The English language is a funny thing. Allegedly it’s one of the most difficult to learn due to its inability to follow its own rules. Like other languages, English has grown and evolved since its conception, constantly losing and gaining words. Colloquialisms overthrow general terms until the latter become obsolete. This leads to words going extinct so that when you come across them, you’re dumbstruck. This happened to me today as I read through James McPherson’s Battle Cry of Freedom. It was only published in the 1980s, and yet, despite considering myself above-averagely literate (my favourite word is “plethora.” do normal people even have favourite words?), I stopped several times to define words. Most of the time, context clues make it easy to figure out the connotation, if not the entire denotation of a word. This will get you through that sentence, that paragraph, probably even that book, but will not get you any farther than that. As a writer, I’ve found that defining these words comes in handy later, when it just so happens that I know the perfect word for a piece.
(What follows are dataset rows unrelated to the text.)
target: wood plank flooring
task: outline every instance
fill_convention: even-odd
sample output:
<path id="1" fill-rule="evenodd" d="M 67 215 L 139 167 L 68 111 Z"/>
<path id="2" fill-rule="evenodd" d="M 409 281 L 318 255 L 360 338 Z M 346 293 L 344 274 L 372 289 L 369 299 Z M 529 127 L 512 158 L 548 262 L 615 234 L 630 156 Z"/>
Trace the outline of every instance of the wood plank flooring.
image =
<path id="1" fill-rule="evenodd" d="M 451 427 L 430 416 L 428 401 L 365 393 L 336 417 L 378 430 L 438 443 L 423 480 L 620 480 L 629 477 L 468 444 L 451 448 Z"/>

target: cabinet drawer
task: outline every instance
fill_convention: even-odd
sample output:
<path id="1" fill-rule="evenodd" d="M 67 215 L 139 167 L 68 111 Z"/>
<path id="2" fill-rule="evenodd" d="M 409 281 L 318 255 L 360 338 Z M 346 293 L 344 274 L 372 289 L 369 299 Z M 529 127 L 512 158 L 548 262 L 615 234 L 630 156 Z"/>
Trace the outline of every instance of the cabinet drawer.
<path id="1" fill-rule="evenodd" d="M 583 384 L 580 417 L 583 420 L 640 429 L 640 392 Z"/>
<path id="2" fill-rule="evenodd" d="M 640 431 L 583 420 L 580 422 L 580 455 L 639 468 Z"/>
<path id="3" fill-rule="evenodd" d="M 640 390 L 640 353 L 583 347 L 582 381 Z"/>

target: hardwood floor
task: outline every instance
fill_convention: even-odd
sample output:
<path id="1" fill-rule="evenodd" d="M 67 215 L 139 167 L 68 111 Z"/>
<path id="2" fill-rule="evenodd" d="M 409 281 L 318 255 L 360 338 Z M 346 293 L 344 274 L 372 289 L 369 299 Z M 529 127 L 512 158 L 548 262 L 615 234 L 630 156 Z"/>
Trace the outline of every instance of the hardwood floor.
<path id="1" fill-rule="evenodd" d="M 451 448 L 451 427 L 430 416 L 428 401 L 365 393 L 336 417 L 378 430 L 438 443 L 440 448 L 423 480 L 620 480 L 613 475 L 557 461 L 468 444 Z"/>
When it comes to defining these words, I could hypothetically turn to Google. However, I find that it kind of breaks the mood to pull out my laptop when I’m halfway through a page. That’s where my secret weapon comes in!
About a year ago, my mom gave me a copy of The New Webster’s Deluxe Desk Reference Library.
My copy of this Dictionary-Thesaurus-Grammar Guide- Spelling Dictionary-Fingertip Factfinder was published in 1986; it won’t define “twerk” for me, but it will tell me what McPherson means when he refers to “Taney’s opinion as a new species of proslavery sophistry” (McPherson, 288) [sophistry- specious reasoning or argumentation; specious- apparently good or right but without merit]. It’s perfect for academic, classic, or just plain antiquated pieces (which just so happen to be my favorite types)!
The ultimate question here, though, is this: “Why does language change so drastically that these words need to be looked up?”
Well, I don’t have an answer to that. I’m no linguistics expert, but I find the concept fascinating.